See manpage calcelestial(1) and the blog entry for more information

Installation

Linux

sudo apt-get install -y libnova-dev libcurl4-openssl-dev libjson-c-dev libdb-dev autoconf make gcc pkg-config
autoreconf -i && ./configure && make install

macOS

brew install curl json-c berkeley-db pkg-config
git clone git://git.code.sf.net/p/libnova/libnova libnova && pushd libnova && autoreconf -if && ./configure && make && sudo make install; popd
autoreconf -i && ./configure && make install

Usage

Usage:
  Calcelestial [options]

Options:
  -p, --object		calc for celestial object: sun, moon, mars, neptune,
			 jupiter, mercury, uranus, saturn, venus or pluto
  -H, --horizon		calc rise/set time with twilight: nautic, civil or astronomical
  -t, --time		calc at given time: YYYY-MM-DD[_HH:MM:SS]
  -m, --moment		calc position at moment of: rise, set, transit
  -n, --next		use rise, set, transit time of tomorrow
  -f, --format		output format: see strftime (3) and calcelestial (1) for more details
  -a, --lat		geographical latitude of observer: -90° to 90°
  -o, --lon		geographical longitude of oberserver: -180° to 180°
  -q, --query		query coordinates using the geonames.org geolocation service
  -l, --local		query local timezone using the geonames.org geolocation service
  -z, --timezone	override system timezone (TZ environment variable)
  -u, --universal	use universial time for parsing and formatting
  -h, --help		show usage help
  -v, --version		show version

Note: A combination of --lat & --lon or --query is required.
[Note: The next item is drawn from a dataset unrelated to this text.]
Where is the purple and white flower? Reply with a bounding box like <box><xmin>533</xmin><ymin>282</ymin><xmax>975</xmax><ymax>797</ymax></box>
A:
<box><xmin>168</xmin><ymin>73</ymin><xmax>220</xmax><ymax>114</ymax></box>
The following special tokens are supported in the --format parameter:

  §J	Julian date of observation
  §d	Diameter in arc seconds
  §e	Distance to object in astronomical units
  §r	Equatorial Coordinates: Right Ascension in degrees
  §d	Equatorial Coordinates: Declincation in degrees
  §a	Horizontal Coordinates: Azimuth in degrees
  §h	Horizontal Coordinates: Altitude in degrees
  §A	Latitude in degrees
  §O	Longitude in degrees
  §s	Azimuth direction (N, E, S, W, NE, ...)

Calcelestial is written by Steffen Vogel <post@steffenvogel.de>
Please report bugs to: https://github.com/stv0g/calcelestial/issues

Examples

The simplest variant uses the Unix tool at(1) to schedule a command at a specific event:

echo ~/bin/turn-lights-on | at $(calcelestial -p sun -m set -q Frankfurt -H civil)

The following cronjobs automate this task everyday with updated times:

0 0 * * * echo 'fnctl stop && fnctl fade -c 000000' | at $(calcelestial -m rise -p sun -q Aachen)
0 0 * * * echo 'fnctl start' | at $(calcelestial -m set -p sun -q Frankfurt)

The tool nvram-wakeup, can be used to turn on the system everyday 10 minutes before sunrise in Berlin:

nvram-wakeup -s $(date -d "$(calcelestial -m rise -p sun -q Berlin --format %+)" -10 minutes" +%s)

Or alternatively, the system can be shut down 10 minutes after sunset:

shutdown $(date -d "$(calcelestial -m rise -p sun --lat=50.55 --lon=-6.2 --format %+) +10 minutes" +%H:%M)

The current position of the moon can be estimated with:

calcelestial -p moon -q Aachen -f "az: §a alt: §h"

License

calcelestial is licensed under GPLv3.